Works for me.  Pondering it more, the timestamp that matters most for archive
purposes is the timestamp at which list subscribers started to receive their
copies of the message.  Based on that, I'm thinking we should ignore the Date
header and always use the timestamp from a particular "Received ... by
HOSTNAME.postgresql.org" header.  Before settling on that, I'd want to check
how many messages change timestamp by more than ~100s, and I'd want to spot
check a few messages to see whether the change looks like an improvement.


Re: Post-2018 messages in archives

From
Tom Lane
Date:
Noah Misch <noah@leadboat.com> writes:
> On Wed, Dec 05, 2018 at 09:39:18AM +0100, Magnus Hagander wrote:
>>> Unfortunately we don't keep the ingest time separately. But for the future,
>>> doing so would probably be a good idea, for other reasons as well.

> Works for me.  Pondering it more, the timestamp that matters most for archive
> purposes is the timestamp at which list subscribers started to receive their
> copies of the message.  Based on that, I'm thinking we should ignore the Date
> header and always use the timestamp from a particular "Received ... by
> HOSTNAME.postgresql.org" header.  Before settling on that, I'd want to check
> how many messages change timestamp by more than ~100s, and I'd want to spot
> check a few messages to see whether the change looks like an improvement.

Another point worth considering here is moderation queue delays, which
are not infrequently measured in days :-(.  I am not quite sure whether
it'd be better to tag a moderation-delayed message with the timestamp
when it entered the queue or the time when it exited.  But either one
would be better than believing the Date: header.

            regards, tom lane


Re: Post-2018 messages in archives

From
Noah Misch
Date:
On Wed, Dec 05, 2018 at 11:31:39PM -0500, Tom Lane wrote:
> Noah Misch <noah@leadboat.com> writes:
> > On Wed, Dec 05, 2018 at 09:39:18AM +0100, Magnus Hagander wrote:
> >>> Unfortunately we don't keep the ingest time separately. But for the future,
> >>> doing so would probably be a good idea, for other reasons as well.
> 
> > Works for me.  Pondering it more, the timestamp that matters most for archive
> > purposes is the timestamp at which list subscribers started to receive their
> > copies of the message.  Based on that, I'm thinking we should ignore the Date
> > header and always use the timestamp from a particular "Received ... by
> > HOSTNAME.postgresql.org" header.  Before settling on that, I'd want to check
> > how many messages change timestamp by more than ~100s, and I'd want to spot
> > check a few messages to see whether the change looks like an improvement.
> 
> Another point worth considering here is moderation queue delays, which
> are not infrequently measured in days :-(.  I am not quite sure whether
> it'd be better to tag a moderation-delayed message with the timestamp
> when it entered the queue or the time when it exited.  But either one
> would be better than believing the Date: header.

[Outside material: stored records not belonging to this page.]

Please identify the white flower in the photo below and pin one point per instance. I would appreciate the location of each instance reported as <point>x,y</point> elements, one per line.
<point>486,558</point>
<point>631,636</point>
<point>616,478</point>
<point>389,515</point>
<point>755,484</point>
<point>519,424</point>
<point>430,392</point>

Good point.  I'd prefer to use the time when it exited the queue, which
conforms to "timestamp at which list subscribers started to receive their
copies of the message" mentioned above.  I usually download November's mbox in
the first few days of December.  If we use the timestamp of entering the queue
(or the Date header), there's no particular upper bound on when the November
mbox stops accruing new messages.


Re: Post-2018 messages in archives

From
Magnus Hagander
Date:
On Thu, Dec 6, 2018 at 7:14 AM Noah Misch <noah@leadboat.com> wrote:
On Wed, Dec 05, 2018 at 11:31:39PM -0500, Tom Lane wrote:
> Noah Misch <noah@leadboat.com> writes:
> > On Wed, Dec 05, 2018 at 09:39:18AM +0100, Magnus Hagander wrote:
> >>> Unfortunately we don't keep the ingest time separately. But for the future,
> >>> doing so would probably be a good idea, for other reasons as well.
>
> > Works for me.  Pondering it more, the timestamp that matters most for archive
> > purposes is the timestamp at which list subscribers started to receive their
> > copies of the message.  Based on that, I'm thinking we should ignore the Date
> > header and always use the timestamp from a particular "Received ... by
> > HOSTNAME.postgresql.org" header.  Before settling on that, I'd want to check
> > how many messages change timestamp by more than ~100s, and I'd want to spot
> > check a few messages to see whether the change looks like an improvement.
>
> Another point worth considering here is moderation queue delays, which
> are not infrequently measured in days :-(.  I am not quite sure whether
> it'd be better to tag a moderation-delayed message with the timestamp
> when it entered the queue or the time when it exited.  But either one
> would be better than believing the Date: header.

Good point.  I'd prefer to use the time when it exited the queue, which
conforms to "timestamp at which list subscribers started to receive their
copies of the message" mentioned above.  I usually download November's mbox in
the first few days of December.  If we use the timestamp of entering the queue
(or the Date header), there's no particular upper bound on when the November
mbox stops accruing new messages.

Given that this has happened 10 times across 1.25 million messages, I really can't get excited about building any form of complicated solution for it.. :)

So for this, just using the automatic timestamp assigned to the row when it enteres the archives should do. Normally it will only differ a second or a few compared to the suggestions above, and it would only grow to something bigger if the archives server was temporarily down or there were other delivery issues.

--